Jibrilu, who was the keynote speaker during Tuesday’s MOTA yachting webinar, said indicators in April pointed to a third quarter start to The Bahamas’ tourism rebound. Now, she said, the country’s fourth quarter numbers are looking good.
“If we look at The Bahamas, indicators are actually quite positive, which is surprising given the circumstances from source markets. People are still interested in traveling to The Bahamas,” said Jibrilu.
“And if we look at bookings, for our fourth quarter they are surprisingly strong. And so by 2021, all things being considered, having a handle on how to manage COVID-19 until a vaccine has come about, we feel that we can expect a cautiously optimistic strong rebound in the next 12 months.”
Mega hotels Baha Mar and Atlantis plan to reopen during the fourth quarter of the year and cruise ships are planning their return in that same period.
Jibrilu explained that as consumer preference shifts to less densely populated vacation locales, this could mean a shift in the volume of tourists coming to a destination. She said that change could in some ways be advantageous.
“Shifting consumer preferences indicate the need to reconsider the mass tourism approach and to focus more on product and service quality,” she said.
“Lower visitor numbers may help to reduce the negative impacts of tourism, like pollution and overcrowding. Travelers are looking to avoid crowded destinations.

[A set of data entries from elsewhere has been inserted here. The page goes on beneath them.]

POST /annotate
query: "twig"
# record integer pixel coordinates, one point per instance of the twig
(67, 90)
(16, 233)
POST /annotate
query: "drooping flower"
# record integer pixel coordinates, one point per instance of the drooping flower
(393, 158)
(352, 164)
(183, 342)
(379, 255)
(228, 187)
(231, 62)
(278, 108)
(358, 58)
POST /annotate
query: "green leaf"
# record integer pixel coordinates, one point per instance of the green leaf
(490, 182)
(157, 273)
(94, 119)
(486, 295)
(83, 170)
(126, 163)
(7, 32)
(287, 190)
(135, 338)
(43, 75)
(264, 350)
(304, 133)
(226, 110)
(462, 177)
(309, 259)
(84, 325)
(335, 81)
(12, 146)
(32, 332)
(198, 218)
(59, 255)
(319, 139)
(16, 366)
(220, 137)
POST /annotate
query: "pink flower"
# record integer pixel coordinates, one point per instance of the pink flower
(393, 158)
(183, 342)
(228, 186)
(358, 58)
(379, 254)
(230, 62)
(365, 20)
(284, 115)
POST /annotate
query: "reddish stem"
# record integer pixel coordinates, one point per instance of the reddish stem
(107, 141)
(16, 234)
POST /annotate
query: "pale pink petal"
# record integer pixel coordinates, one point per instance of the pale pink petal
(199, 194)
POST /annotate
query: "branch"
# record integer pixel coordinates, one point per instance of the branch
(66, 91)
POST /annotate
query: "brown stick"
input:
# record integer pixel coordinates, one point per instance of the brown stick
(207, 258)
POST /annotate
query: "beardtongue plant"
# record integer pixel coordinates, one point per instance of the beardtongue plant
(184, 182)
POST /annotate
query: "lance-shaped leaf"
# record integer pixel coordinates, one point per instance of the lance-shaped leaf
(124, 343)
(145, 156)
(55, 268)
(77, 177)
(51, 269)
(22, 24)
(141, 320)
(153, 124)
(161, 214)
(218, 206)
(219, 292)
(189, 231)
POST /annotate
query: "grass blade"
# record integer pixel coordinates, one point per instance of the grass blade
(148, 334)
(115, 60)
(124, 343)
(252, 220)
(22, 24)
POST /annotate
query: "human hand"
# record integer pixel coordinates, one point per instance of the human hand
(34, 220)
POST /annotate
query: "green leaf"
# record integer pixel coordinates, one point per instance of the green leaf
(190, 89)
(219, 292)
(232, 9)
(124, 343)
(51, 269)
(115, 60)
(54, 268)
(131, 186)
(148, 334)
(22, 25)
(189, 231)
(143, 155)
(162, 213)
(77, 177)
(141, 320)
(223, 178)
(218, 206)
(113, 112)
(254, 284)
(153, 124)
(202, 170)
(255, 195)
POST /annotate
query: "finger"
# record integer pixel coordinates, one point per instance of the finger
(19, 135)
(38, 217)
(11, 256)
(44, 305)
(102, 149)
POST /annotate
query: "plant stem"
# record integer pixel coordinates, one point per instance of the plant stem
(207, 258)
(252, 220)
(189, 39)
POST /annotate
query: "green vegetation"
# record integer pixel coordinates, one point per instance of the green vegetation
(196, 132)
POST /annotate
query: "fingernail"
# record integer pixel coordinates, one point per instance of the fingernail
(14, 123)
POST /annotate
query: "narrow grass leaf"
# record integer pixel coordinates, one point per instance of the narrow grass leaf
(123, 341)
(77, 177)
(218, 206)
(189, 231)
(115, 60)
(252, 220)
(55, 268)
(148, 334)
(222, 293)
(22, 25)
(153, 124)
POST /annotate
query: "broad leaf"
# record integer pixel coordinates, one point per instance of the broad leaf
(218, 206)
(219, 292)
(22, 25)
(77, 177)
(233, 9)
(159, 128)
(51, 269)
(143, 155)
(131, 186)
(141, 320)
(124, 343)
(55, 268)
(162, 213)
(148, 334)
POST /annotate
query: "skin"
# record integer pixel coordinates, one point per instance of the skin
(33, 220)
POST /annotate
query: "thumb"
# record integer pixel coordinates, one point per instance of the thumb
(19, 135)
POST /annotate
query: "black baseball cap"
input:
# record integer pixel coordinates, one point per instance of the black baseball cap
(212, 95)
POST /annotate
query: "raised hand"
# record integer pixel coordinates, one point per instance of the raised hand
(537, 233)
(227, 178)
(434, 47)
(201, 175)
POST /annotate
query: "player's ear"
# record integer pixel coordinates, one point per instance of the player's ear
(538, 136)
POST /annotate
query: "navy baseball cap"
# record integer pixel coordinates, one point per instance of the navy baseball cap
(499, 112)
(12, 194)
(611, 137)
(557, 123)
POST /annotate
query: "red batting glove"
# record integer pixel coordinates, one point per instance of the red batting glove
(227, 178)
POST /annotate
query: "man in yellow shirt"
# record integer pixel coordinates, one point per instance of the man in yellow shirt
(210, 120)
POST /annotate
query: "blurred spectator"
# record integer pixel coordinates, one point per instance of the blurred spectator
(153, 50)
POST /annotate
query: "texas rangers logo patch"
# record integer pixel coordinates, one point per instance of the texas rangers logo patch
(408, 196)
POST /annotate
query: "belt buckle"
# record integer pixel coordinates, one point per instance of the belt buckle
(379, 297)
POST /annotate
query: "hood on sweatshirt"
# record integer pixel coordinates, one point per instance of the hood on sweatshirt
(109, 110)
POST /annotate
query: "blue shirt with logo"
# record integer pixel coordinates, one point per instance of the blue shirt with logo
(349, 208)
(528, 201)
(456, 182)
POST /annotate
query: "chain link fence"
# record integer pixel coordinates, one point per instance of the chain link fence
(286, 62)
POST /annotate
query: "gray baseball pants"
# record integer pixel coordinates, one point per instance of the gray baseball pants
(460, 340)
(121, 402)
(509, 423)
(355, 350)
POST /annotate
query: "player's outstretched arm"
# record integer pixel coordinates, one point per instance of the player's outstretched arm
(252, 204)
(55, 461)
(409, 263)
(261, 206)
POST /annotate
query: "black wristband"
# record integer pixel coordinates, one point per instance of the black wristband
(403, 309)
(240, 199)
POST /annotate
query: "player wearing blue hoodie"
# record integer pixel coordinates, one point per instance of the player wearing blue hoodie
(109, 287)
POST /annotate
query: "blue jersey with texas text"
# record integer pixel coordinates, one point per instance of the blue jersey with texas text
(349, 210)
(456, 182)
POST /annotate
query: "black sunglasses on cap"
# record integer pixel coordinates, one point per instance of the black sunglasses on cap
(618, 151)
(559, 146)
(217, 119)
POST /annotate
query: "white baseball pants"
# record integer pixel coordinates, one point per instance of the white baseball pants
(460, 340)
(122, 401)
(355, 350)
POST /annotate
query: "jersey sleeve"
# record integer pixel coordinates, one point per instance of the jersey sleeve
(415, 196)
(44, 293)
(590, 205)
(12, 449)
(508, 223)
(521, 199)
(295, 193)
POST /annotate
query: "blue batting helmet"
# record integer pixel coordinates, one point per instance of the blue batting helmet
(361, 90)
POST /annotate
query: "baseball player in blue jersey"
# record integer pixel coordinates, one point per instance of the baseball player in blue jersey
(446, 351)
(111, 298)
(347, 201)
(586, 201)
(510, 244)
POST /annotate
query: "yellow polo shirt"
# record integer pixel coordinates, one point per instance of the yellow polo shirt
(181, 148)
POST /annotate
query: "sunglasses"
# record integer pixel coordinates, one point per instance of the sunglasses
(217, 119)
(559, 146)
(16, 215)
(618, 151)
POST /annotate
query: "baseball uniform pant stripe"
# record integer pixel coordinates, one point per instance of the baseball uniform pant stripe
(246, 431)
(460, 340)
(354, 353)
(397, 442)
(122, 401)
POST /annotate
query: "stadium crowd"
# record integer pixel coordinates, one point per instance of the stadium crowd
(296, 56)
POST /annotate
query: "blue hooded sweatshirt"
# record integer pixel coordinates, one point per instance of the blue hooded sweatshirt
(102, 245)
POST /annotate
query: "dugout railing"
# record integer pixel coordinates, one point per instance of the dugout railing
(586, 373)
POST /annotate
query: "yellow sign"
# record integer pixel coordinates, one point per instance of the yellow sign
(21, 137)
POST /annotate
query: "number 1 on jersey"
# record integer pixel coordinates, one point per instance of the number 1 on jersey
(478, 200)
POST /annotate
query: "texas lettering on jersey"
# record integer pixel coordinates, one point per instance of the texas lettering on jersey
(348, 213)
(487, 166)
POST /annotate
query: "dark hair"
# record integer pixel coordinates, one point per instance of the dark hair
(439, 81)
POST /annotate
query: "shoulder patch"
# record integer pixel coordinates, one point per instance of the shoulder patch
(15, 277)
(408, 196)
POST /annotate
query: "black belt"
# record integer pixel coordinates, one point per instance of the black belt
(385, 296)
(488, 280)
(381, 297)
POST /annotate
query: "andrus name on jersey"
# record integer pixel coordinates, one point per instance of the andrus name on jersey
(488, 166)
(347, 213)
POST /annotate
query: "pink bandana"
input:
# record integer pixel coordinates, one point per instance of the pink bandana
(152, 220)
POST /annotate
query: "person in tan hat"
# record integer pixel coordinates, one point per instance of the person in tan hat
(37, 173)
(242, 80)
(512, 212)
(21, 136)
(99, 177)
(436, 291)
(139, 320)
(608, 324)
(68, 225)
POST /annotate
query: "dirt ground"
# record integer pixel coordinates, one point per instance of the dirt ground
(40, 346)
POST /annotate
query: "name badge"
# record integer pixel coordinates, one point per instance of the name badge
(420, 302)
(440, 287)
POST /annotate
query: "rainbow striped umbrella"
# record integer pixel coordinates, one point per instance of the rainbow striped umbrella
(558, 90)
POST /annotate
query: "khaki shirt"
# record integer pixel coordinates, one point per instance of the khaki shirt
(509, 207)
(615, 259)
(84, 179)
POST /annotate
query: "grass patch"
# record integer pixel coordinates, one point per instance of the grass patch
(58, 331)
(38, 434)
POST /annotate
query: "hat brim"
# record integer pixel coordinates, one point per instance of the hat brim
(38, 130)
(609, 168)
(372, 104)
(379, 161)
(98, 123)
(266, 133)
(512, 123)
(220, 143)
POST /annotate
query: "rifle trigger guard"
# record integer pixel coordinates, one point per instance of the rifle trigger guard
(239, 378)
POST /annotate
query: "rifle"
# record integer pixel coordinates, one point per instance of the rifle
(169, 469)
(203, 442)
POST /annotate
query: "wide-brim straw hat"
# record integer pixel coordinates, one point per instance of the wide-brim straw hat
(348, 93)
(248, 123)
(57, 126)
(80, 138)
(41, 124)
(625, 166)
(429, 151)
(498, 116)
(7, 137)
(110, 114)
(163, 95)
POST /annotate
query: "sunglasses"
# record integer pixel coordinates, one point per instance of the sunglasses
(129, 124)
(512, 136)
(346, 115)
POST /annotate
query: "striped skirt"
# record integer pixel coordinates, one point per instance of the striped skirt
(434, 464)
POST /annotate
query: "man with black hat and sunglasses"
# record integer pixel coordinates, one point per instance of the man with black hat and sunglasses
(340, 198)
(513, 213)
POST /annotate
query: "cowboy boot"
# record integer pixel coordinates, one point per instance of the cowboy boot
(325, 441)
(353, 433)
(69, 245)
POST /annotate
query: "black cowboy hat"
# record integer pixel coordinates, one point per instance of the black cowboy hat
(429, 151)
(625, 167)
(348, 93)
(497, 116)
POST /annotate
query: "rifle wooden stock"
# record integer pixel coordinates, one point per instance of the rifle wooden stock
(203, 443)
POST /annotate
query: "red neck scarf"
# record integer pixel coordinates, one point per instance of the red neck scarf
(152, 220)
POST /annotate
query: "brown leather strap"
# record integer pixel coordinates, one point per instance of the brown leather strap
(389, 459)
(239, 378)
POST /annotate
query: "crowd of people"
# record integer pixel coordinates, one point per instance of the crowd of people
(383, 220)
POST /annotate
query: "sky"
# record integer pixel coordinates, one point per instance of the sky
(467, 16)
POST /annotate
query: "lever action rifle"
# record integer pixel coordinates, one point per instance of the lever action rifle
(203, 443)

“In these uncertain times, we all must adapt to survive and to support the continuing profitability and sustainability of the tourism industry for our country right now. That primarily means delivering high-quality tourism, with a heavy focus on health and safety for all.”
According to Jibrilu, many people continue to put off travel for fear of contracting COVID-19, which she said The Bahamas has put many protocols together to guard against.
“While we must eventually get on fully with the business of tourism, the chief focus in doing so must be the protection and maintenance of the health and safety of both visitors and local residents of the destination.”